Isoform ordering guarantee: the columns of the new layer follow the exact row order of self._filtered_adata.var. This holds because setup_data() builds per-gene count tensors by slicing filtered_adata isoforms in their var row order (via groupby(sort=False)), and get_isoform_ratio() returns ratios in the same column order as the input counts.
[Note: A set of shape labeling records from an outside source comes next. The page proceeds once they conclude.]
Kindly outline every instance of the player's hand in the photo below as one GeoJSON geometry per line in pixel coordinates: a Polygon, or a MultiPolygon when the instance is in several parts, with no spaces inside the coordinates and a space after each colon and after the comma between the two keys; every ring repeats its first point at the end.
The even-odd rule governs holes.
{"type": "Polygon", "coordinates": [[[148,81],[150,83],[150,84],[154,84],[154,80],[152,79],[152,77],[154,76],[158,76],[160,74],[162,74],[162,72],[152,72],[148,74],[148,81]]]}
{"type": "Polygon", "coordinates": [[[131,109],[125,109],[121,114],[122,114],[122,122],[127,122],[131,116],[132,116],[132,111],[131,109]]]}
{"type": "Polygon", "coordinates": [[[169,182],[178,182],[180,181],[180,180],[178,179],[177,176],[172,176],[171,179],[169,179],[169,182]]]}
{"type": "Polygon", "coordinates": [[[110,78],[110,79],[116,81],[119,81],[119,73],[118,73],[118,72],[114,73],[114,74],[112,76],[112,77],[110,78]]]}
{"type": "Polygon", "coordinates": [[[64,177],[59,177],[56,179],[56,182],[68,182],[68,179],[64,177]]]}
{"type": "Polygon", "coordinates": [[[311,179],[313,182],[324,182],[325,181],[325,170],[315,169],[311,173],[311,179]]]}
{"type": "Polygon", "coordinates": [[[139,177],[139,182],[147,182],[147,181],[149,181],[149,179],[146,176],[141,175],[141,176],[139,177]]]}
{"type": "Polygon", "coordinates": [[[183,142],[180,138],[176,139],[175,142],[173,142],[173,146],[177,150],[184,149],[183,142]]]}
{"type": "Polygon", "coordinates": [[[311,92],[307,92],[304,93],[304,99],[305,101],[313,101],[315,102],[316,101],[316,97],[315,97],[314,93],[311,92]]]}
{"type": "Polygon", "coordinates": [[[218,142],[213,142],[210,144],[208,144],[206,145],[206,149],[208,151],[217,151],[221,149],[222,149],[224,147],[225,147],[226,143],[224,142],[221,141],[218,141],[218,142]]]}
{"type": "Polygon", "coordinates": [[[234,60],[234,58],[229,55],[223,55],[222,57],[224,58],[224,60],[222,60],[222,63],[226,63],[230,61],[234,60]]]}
Parameters:: layer_name (str) – Name of the new layer. Defaults to 'fitted_ratios'.
Returns:: A copy of self._filtered_adata (shape (n_spots, n_filtered_isoforms)) with layer_name added. The var DataFrame is identical to self._filtered_adata.var, so isoform metadata (e.g. the gene-grouping column) is intact.
Return type:: AnnData
Raises:: RuntimeError – If fit() has not been called, or if setup_data() was not called with an AnnData object (i.e. raw tensors were provided instead).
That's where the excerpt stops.